En comparación con lo que ordena la
LOAPF, el aumento de la violencia y los problemas de seguridad pública no son la
única responsabilidad incumplida por el Secretario de Gobernación.
La huida del
Chapo (después recapturado), el crecimiento del Cartel Jalisco Nueva Generación
y aun la resistencia de una parte del magisterio para aceptar la Reforma
Educativa son hechos, de acuerdo con el artículo 27 de la LOAPF, atribuibles al
titular de la Segob.
Y es que las
responsabilidades que se le dieron en este sexenio al Secretario de Gobernación
son tantas que, de acuerdo con la fracción XI del Artículo 27 de la LOAPF, al
mismo Osorio Chong le corresponde “vigilar el cumplimiento de los preceptos
constitucionales por parte de las autoridades del país”.
En los últimos cuatro años, sin
embargo, Osorio Chong no sólo no tomó medidas en contra de los actos de
probable enriquecimiento ilícito de diferentes ex mandatarios, varios
compañeros de su partido, sino que, en el caso del veracruzano Javier Duarte de
Ochoa, tampoco hizo algo para evitar la fuga.
“Yo lo recibí un día antes, cuando me dijo que
habría de dejar la Gubernatura, cuando yo le dije que era muy difícil trabajar
este Gobierno con alguien tan cuestionado, que estaba lleno de problemas su
estado y que estaba, entre otros, el de seguridad, a mí preocupándome mucho, y
que el Presidente me había dado
instrucción de volver a apoyar y respaldar al estado, pero que en una
circunstancia como la de él, nos era muy difícil, y esto fue junto con pegado
que me dijo que abandonaría el… Gobierno”, narró Osorio Chong el 24 de octubre
pasado.
“Obviamente,
te imaginarás que me dijo que no tenía nada que ver en todo lo que señalaban y
yo le que le dije que eso tendría que enfrentarlo ante la justicia. Él me dijo
que, por supuesto, que lo iba a hacer, porque no tenía nada que esconder; esto
es algo que no había yo comentado, y al otro día renuncia.
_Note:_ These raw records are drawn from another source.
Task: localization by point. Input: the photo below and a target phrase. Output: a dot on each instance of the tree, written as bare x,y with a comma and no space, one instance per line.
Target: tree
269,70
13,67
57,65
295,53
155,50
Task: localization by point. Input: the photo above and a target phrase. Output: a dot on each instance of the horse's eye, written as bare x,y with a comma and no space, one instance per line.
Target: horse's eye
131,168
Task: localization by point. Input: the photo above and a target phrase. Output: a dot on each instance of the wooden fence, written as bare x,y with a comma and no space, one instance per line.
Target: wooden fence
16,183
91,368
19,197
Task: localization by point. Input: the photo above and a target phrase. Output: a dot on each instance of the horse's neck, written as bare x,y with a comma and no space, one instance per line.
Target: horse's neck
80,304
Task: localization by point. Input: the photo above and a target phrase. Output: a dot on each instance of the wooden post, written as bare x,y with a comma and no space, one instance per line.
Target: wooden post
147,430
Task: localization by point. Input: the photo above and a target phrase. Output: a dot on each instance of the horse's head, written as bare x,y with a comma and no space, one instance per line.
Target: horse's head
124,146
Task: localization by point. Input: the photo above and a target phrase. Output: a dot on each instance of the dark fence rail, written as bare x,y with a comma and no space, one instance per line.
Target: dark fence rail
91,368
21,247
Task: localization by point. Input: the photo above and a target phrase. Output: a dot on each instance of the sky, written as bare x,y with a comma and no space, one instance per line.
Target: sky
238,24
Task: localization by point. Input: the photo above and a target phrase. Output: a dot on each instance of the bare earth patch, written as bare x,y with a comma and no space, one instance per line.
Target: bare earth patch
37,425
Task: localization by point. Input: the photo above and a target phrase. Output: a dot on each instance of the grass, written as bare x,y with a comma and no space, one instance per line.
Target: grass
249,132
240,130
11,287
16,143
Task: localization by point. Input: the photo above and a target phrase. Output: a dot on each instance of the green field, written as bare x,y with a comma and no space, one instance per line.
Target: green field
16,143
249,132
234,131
Se da en
coincidencia de un proceso que ya estaba anunciado el que el juez ya libera la
orden de aprehensión”, agregó Osorio Chong en la entrevista radiofónica.
Un día después de ese encuentro en
Gobernación, Duarte de Ochoa inició un periodo de más de seis meses de evasión
de la justicia.
El
Secretario de Gobernación no ha develado públicamente tener intención de buscar
la candidatura del Partido Revolucionario Institucional a la Presidencia de la
República, que se disputará en 2018.
Aspiración
para la que Osorio Chong, consideró Corona Ramírez, se ve “débil”, sino es que
fuera de la competencia. A menos, agregó el académico, de que mostrara
“contundencia” en su trabajo de velar por la legalidad.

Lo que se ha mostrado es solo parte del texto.